Я снова и снова ловлю себя на том, что значительная часть моего сознания поддерживает Волкова, считает его позицию нравственной, и эта значительная часть наружу никак не выходит, она, напротив, вглубь зарывается, чтобы не мешать той меньшей части, которая на поверхности вся и которая сейчас готова всеми силами Смолу поддержать, потому что Смола деятелен, потому что он обеспечивает порядок, потому что он приближает к цели ощутимо, зримо. Какие-то непонятные слои моего сознания отмечают, что абсолютная чистота — она в теории, а здесь, в жизни, эта чистота неприемлема, не до белых перчаток здесь, в жизни, когда кругом сплошная грязь. Здесь не до нюансов! Внешне все ладно, развивается коллективность, утверждается справедливость — и довольно! Нечего разводить никчёмные совестливые нюни! А глубинные слои сознания противоречат этим утвердительным крепким решениям, противными голосами настырно твердят: предаешь, сукин сын, идею! И я гляжу на Волкова, и он на меня так смотрит, будто у меня нет другого выхода, будто подытоживает: я от тебя ничего другого и не ждал. Тебе выгодна сейчас позиция Смолы. А мне грустно оттого, что Волков все понимает, все видит, и я пытаюсь оправдаться:
— Я согласен с вами, Валентин Антонович, но что делать? Мы предоставили детям большие права…

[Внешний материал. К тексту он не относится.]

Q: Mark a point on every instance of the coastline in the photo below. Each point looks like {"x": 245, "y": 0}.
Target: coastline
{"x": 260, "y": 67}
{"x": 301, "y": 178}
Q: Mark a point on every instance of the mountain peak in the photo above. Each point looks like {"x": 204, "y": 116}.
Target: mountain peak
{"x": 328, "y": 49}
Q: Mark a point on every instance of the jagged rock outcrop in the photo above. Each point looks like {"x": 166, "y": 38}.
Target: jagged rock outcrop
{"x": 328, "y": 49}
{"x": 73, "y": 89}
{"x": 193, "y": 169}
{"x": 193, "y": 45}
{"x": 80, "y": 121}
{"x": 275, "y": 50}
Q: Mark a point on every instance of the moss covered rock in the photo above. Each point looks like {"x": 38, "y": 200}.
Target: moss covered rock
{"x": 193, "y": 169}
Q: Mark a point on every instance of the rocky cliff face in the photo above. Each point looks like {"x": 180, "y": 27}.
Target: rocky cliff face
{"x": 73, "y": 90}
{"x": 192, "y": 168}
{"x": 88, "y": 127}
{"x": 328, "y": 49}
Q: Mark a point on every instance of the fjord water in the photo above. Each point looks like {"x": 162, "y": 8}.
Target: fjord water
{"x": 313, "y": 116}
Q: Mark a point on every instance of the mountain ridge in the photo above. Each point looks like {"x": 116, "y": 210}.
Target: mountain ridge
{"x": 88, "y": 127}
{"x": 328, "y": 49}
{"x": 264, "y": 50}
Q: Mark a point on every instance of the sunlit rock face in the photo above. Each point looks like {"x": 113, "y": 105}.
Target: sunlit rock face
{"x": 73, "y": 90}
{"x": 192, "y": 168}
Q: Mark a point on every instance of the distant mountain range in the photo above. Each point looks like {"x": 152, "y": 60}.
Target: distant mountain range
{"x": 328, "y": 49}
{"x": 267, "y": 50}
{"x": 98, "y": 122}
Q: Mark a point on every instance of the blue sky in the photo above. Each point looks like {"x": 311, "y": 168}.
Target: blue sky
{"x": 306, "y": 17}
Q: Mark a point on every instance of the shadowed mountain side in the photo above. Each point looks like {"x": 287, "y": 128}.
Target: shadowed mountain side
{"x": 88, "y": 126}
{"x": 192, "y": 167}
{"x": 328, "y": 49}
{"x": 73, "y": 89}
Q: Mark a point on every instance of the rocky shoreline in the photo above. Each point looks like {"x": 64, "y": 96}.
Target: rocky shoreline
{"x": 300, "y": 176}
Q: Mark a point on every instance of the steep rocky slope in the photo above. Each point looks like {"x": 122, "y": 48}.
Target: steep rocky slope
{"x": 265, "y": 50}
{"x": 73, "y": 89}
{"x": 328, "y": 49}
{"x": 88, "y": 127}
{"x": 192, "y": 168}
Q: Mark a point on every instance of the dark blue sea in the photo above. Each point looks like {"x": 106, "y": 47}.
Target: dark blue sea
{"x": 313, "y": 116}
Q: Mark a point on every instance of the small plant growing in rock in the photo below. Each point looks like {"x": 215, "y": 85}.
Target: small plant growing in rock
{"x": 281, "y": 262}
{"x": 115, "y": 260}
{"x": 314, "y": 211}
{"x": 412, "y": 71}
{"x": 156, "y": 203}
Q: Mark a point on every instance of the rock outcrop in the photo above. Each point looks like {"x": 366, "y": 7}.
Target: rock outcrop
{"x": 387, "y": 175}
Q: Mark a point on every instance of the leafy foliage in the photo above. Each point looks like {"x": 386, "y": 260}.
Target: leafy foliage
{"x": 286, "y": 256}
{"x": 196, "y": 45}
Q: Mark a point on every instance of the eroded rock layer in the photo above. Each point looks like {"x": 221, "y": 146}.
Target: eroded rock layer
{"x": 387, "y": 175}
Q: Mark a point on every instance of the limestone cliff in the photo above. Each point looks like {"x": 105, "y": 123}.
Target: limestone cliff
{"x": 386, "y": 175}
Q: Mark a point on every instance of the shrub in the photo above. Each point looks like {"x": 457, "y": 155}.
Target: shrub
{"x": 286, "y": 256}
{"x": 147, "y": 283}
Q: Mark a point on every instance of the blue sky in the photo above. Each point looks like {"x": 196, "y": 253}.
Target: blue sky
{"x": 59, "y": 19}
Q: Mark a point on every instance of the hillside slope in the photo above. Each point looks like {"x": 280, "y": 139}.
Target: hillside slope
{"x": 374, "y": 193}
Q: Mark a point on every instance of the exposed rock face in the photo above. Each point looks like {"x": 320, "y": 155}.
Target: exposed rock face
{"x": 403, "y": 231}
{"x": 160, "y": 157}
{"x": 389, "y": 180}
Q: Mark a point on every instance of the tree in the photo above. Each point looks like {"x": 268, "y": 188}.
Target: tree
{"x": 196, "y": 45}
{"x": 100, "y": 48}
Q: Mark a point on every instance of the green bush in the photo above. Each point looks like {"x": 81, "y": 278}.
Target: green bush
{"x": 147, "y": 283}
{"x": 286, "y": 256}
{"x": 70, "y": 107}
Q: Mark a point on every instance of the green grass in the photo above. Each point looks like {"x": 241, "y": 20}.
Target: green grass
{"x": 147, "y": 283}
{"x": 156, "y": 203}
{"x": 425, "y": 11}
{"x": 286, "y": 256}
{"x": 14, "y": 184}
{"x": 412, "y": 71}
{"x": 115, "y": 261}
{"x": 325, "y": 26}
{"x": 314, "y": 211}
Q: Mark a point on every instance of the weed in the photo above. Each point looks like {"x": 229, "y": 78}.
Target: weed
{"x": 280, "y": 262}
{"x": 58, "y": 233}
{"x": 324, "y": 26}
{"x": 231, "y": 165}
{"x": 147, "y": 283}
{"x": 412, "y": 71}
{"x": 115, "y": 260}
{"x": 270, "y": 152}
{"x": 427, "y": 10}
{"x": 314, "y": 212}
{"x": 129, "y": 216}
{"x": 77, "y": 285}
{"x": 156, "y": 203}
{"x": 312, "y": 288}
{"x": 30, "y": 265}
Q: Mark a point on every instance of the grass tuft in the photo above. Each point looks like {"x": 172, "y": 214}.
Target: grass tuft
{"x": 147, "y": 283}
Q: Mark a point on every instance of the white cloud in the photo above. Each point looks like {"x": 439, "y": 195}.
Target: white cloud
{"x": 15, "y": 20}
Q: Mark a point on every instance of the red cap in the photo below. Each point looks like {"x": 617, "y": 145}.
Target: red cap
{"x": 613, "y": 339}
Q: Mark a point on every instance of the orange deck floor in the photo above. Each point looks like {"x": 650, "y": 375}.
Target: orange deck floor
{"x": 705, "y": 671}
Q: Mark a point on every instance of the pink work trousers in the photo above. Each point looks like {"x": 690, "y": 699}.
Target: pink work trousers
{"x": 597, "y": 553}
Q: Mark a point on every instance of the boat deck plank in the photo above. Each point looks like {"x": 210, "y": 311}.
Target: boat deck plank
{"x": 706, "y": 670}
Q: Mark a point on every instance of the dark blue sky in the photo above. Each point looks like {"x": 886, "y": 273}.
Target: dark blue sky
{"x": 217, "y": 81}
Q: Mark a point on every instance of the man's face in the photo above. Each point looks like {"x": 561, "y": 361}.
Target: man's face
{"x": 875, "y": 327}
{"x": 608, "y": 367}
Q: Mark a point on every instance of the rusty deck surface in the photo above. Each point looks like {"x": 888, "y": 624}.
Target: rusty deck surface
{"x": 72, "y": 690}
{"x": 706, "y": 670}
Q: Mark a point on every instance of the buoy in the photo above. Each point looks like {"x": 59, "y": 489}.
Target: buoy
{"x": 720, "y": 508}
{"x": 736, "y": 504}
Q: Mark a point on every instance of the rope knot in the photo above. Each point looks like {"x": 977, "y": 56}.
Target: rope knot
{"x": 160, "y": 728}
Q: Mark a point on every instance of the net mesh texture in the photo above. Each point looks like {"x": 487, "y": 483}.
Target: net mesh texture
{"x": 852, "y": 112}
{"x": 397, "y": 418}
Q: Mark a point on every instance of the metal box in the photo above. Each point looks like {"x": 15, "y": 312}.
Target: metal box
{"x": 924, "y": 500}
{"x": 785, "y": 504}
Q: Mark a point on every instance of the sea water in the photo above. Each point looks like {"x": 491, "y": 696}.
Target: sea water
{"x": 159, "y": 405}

— Мы отняли у них право быть людьми, мы превратили их в орудие! — перебил меня Волков.
— Красивые слова, — отпарировал Смола.
— Ходимте на ричку. Уже дитвора вся уихала, — это Сашко пришел.
Сашко знал о длинном нескончаемом споре Смолы и Волкова — и ни к кому не примыкал: не осуждал и не одобрял. Когда я его спрашивал, отделывался шуткой или просто чесал затылок, точно выискивал в голове спрятанное заключение.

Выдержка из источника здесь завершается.